つややかな黒髪を長くたらした少女

2011.04.13

アテネの冬は柔らかな日射しにあふれていた。お腹の中ののんびりやさんは、予定日を十日も過ぎたというのに、いっこうに出てきてくれる気配を見せない。しびれを切らしたプシホギオス先生の、「明朝七時にいらっしゃい」という陣頭指揮の下、不安いっぱいで出頭したあの十二月の日。

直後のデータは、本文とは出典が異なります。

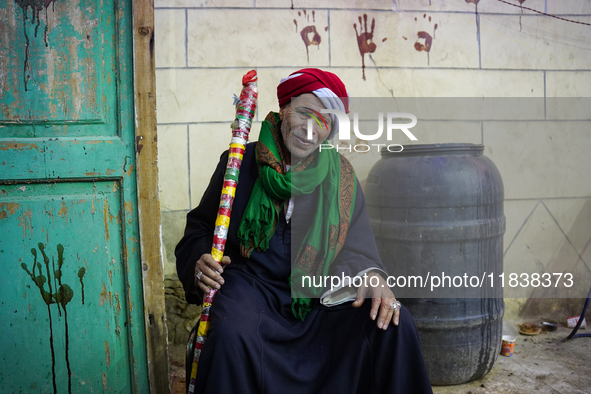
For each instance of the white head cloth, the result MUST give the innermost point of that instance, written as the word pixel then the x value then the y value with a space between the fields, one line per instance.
pixel 330 101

どのくらい時間がたったのか、誰かが、まだ麻酔もさめやらぬ私のほおを叩きながら、「コリツァーキ(女の子)!コリツァーキ(女の子)!」と叫んでいるのが聞こえた。再び、疲労と安堵のあとの心地よい眠りに落ちていきながら、なぜか、つややかな黒髪を長くたらした少女の後ろ姿を見たような気がする。娘は日一日と成長し、三ヵ月もたつと花の笑顔をいっぱいに浮かべ、声を立てて笑うようになった。言莱が出るのも、歩き始めるのも早く、初めてのお誕生日には、広いアテネの空港を後ろも振り返らずに歩きまわり、私達がさがしあてた時には、ちゃっかり航空会社のカウンターの内側に入りこんで、ギリシヤ人にだっこされていた。お誕生日のパーティーには十ヵ国の友人達がお祝いにかけつけてくれた。そんな子にも、明らかに他の子より劣っている点があった。髪が薄く、いつまでたってもまともに生えてこない。何ヵ月かあとに生まれた親友の娘が、まだ立ちもしないうちから、髪に赤いリボンなどつけているのを見るにつけ、母親の方は内心気が気ではない。口の悪い友人に「はげ茶びん」などと称されるに至って、私は、哀れな娘の名誉のために、というよりは、愚かな母親の虚栄心のために、彼女に常に帽子をかぶせておくことにした。